Le prix, seul chiffre qu'il évite
Une installation de toiture correcte de 3 kWc se négocie, en 2026, autour de 7 000 à 10 000 € posés chez un installateur local mis en concurrence. Le même toit vendu au porte-à-porte tourne souvent entre 18 000 et 25 000 €, aides déduites — deux à trois fois trop cher pour un matériel identique. Cette marge finance le commercial, le centre d'appels et l'urgence du soir. Aucun devis sérieux ne se signe sans deux ou trois comparatifs, et sans une nuit pour respirer.
L'acompte réclamé le soir même est illégal
Voici le point que le vendeur préfère taire. Pour une vente conclue à votre domicile, le professionnel n'a pas le droit d'encaisser le moindre paiement pendant sept jours à compter de la commande : ni chèque, ni empreinte de carte, ni « acompte pour réserver le matériel ». Un commercial qui repart avec votre chèque le soir même viole le code de la consommation. Ce seul geste suffit à qualifier l'entreprise.

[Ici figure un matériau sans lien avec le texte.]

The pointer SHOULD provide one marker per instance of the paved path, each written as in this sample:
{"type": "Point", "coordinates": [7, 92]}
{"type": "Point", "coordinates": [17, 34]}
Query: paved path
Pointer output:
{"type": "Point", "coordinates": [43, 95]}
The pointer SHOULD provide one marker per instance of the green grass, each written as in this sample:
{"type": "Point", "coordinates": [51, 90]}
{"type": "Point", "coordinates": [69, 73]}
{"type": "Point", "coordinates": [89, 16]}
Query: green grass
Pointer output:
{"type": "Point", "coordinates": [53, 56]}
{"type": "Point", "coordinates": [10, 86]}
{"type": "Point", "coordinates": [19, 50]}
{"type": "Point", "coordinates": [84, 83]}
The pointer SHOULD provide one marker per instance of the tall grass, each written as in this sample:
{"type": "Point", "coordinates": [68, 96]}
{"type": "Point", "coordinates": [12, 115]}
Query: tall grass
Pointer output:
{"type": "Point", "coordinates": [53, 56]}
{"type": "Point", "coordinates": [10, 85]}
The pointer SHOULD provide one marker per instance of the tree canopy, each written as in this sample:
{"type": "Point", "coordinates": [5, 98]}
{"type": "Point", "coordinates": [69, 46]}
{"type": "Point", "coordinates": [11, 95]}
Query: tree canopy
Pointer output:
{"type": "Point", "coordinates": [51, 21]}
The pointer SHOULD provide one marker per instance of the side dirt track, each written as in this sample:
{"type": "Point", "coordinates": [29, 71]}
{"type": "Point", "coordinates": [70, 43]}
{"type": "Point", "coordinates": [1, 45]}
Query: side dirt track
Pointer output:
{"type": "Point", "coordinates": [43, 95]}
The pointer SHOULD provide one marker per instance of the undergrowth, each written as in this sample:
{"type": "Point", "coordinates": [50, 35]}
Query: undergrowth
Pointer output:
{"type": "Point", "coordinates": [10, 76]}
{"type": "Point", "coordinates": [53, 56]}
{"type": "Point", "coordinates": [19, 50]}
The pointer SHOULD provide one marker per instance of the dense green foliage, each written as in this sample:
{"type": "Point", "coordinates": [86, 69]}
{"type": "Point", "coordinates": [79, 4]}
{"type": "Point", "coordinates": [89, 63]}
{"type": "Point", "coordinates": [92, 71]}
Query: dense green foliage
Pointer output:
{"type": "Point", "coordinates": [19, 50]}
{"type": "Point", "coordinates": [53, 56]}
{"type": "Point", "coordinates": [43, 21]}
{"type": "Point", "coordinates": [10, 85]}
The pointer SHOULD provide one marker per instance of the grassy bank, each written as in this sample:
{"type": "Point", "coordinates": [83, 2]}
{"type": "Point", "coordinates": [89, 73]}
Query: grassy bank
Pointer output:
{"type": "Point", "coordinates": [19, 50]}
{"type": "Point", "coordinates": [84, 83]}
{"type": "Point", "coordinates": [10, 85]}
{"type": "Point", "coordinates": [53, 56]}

14 jours pour dire non, même après avoir signé
Si le devis est déjà paraphé, rien n'est perdu. Toute vente conclue à domicile ouvre un droit de rétractation de 14 jours calendaires, sans avoir à se justifier ni à payer de pénalité. Le délai court dès le lendemain de la signature. Utilisez le formulaire de rétractation joint au contrat — la loi oblige le vendeur à en fournir un — ou, plus sûr, envoyez une lettre recommandée avec accusé de réception qui indique clairement votre volonté de vous rétracter, et gardez-en une copie.
Un piège se referme ici : dans la grande majorité des cas, l'achat est adossé à un prêt souscrit le même soir. Rétractez-vous aussi du crédit, car un financement peut survivre à l'annulation de la vente si vous ne le dénoncez pas. La marche à suivre, les délais et les recours quand la banque traîne sont détaillés dans notre guide sur le crédit affecté aux panneaux solaires.
La prochaine fois qu'un badge sonne à 19 h en jurant que votre toit a été « sélectionné », posez une question toute simple : « Vous me laissez une semaine pour comparer ? » Un professionnel honnête dira oui sans ciller. Celui qui exige votre signature avant le dessert vient de vous répondre.